When compared against median incomes, Phoenix homes are 15% more affordable now than they were on average from 1985 to 2000, Zillow says. Record-low mortgage rates, around 4%, stretch buyers’ dollars further.
Zillow expects Phoenix home values to rise 0.6% this year, vs. a 3.7% drop for the nation. Through November, Case-Shiller data show Phoenix home values down 3.6% year-over-year vs. a 3.7% decline for an index of 20 leading cities.

Phoenix still faces big challenges.
Last year, the region posted the nation’s sixth-highest metropolitan foreclosure rate, based on foreclosure filings by housing unit, market researcher RealtyTrac says.

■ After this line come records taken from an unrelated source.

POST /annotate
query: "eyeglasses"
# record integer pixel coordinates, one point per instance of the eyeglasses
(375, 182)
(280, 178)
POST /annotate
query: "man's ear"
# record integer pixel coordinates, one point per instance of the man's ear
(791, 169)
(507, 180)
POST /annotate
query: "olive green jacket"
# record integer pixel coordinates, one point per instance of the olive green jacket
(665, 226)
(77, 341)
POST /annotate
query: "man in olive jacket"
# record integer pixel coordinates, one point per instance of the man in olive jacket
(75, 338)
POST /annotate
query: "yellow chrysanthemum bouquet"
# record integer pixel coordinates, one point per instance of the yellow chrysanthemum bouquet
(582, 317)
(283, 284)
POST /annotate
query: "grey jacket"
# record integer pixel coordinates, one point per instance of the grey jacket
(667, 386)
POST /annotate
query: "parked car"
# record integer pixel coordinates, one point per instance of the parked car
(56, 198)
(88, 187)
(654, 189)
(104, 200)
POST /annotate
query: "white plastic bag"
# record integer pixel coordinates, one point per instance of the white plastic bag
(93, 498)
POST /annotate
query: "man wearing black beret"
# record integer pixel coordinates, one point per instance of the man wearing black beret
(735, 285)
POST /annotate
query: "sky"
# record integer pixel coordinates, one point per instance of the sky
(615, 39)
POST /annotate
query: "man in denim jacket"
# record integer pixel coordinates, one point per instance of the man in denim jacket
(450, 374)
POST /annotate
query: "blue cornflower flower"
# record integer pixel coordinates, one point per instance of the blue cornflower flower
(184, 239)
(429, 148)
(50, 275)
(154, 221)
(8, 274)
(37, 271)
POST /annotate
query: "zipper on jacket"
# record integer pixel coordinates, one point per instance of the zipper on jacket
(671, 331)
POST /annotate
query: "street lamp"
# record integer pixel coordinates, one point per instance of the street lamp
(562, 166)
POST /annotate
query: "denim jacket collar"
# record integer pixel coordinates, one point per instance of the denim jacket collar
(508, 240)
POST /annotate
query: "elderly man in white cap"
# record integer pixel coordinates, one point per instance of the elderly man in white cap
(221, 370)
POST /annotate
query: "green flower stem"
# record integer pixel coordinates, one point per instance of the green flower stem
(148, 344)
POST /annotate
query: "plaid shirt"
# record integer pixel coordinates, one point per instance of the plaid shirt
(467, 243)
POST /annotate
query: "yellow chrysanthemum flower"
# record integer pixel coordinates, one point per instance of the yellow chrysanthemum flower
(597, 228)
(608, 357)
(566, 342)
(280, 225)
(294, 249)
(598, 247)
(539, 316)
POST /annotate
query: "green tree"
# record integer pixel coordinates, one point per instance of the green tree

As those homes hit the market, they’ll drive home prices lower, says Moody’s analyst Daniel Culbertson. Meanwhile, new single-family home construction will remain “lethargic,” he wrote in the December report. What’s more, almost half the Arizona homes with mortgages were underwater at the end of September, says researcher CoreLogic. That compares with about a fifth of homeowners nationwide who owe more on their mortgage than their homes are worth. It’s harder for underwater homeowners to sell and then buy other homes. Normal resales in Phoenix aren’t seeing higher prices yet, Orr says. Still, he says the market is poised for a “significant rise” in prices at the lower end. “We will have to wait and see if this possibility turns into reality,” he says.